I want to classify histograms/distributions using K-Nearest-Neighbor. I can measure distances/dissimilarities between the distributions (using euclidean distance, kullback-leibler divergence...), thus I can obtain distance matrices. I was wondering since Nearest Neighbors measure distances anyway, can I incorporate distance matrices directly into the algorithm?

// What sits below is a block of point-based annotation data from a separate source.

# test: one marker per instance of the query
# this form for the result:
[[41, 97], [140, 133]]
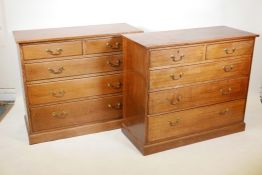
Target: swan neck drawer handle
[[176, 59], [226, 92], [174, 123], [59, 115], [113, 46], [176, 100], [56, 71], [224, 112], [117, 85], [116, 64], [117, 106], [228, 68], [57, 51], [229, 51], [177, 77], [58, 94]]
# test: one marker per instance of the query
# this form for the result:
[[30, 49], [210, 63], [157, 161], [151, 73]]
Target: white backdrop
[[148, 15]]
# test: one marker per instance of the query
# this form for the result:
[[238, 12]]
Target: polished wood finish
[[189, 36], [176, 56], [185, 86], [174, 77], [73, 67], [74, 113], [75, 88], [67, 33], [187, 122], [50, 50], [135, 91], [72, 79], [197, 95], [230, 49], [103, 45]]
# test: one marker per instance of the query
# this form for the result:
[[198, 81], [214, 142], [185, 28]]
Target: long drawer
[[188, 122], [73, 113], [197, 95], [102, 45], [75, 88], [229, 49], [174, 77], [50, 50], [64, 68]]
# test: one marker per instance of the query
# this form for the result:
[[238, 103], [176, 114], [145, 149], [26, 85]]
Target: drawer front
[[197, 95], [176, 56], [74, 113], [188, 122], [55, 69], [50, 50], [229, 49], [94, 46], [174, 77], [76, 88]]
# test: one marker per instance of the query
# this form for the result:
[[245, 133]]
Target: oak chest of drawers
[[185, 86], [72, 79]]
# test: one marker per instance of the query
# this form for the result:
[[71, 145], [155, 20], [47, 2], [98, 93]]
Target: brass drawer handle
[[229, 51], [56, 71], [176, 77], [174, 123], [117, 106], [58, 94], [113, 46], [224, 112], [176, 100], [117, 85], [175, 59], [228, 68], [56, 52], [117, 64], [226, 92], [59, 115]]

Also if you know a function in R or python that already exists, I'm interested. thank you

More details on my dataset: I have more than 100 observations that I want to classify in 2 classes (I have the labels) and all the features (4 features) are histograms (1 feature = 1 histogram).


UPDATE:

Using R: function "knn_dist" from "evclust" package

learneRS
  • 457
  • 3
  • 16
  • Are you looking for something like K-means? – user2974951 Nov 30 '18 at 10:34
  • Not really, I know that you can use similarity matrix as an input in K-medoid algorithm but since I have class labels I want to use a supervised learning for the classification task (k-means and K-medoids are unsupervised learning but KNN is supervised learning) – learneRS Nov 30 '18 at 11:39
  • 1
    Read this thread about k-means https://stats.stackexchange.com/q/32925/3277. Same is true for other analyses. To embed a distance matrix into feature space by means of MDS with sufficient number of dimensions giving good fit (stress value). Then proceed with knn or k-means etc. as usual. Of course, your matrix cannot be huge, or MDS won't cope. – ttnphns Dec 01 '18 at 09:42
  • Thank you @ttnphns .So if I understand well, you can't just use a distance matrix as an input in knn algorithm , you have to do MDS first than use knn like usual ? and second question MDS works only if the distance we use is the euclidean distance? – learneRS Dec 02 '18 at 18:12
  • 1
    MDS is for any distance. I recommend you to read something about MDS before using it. – ttnphns Dec 03 '18 at 07:41
  • @ttnphns I did, I found that if it's a non-euclidean distance/dissimilarity matrix, I have 3 possibilities: (1)use only positive eigenvalues provided; (2) transform (by addition of constants) the matrix into a Euclidean matrix; (3) use non-metric MDS. Does it seems accurate to you because i'm not sure? – learneRS Dec 03 '18 at 15:37
  • Finally I managed to find an R function: function "knn_dist" from "evclust" package. hopefully it works well – learneRS Dec 03 '18 at 16:41

1 Answers1

1

yes, it's possible because KNN finds the nearest neighbor, you already have distance/similarity matrix then the next step is to fix k value and then find the nearest value. Out of all the nearest neighbor take the majority vote and then check which class label it belongs.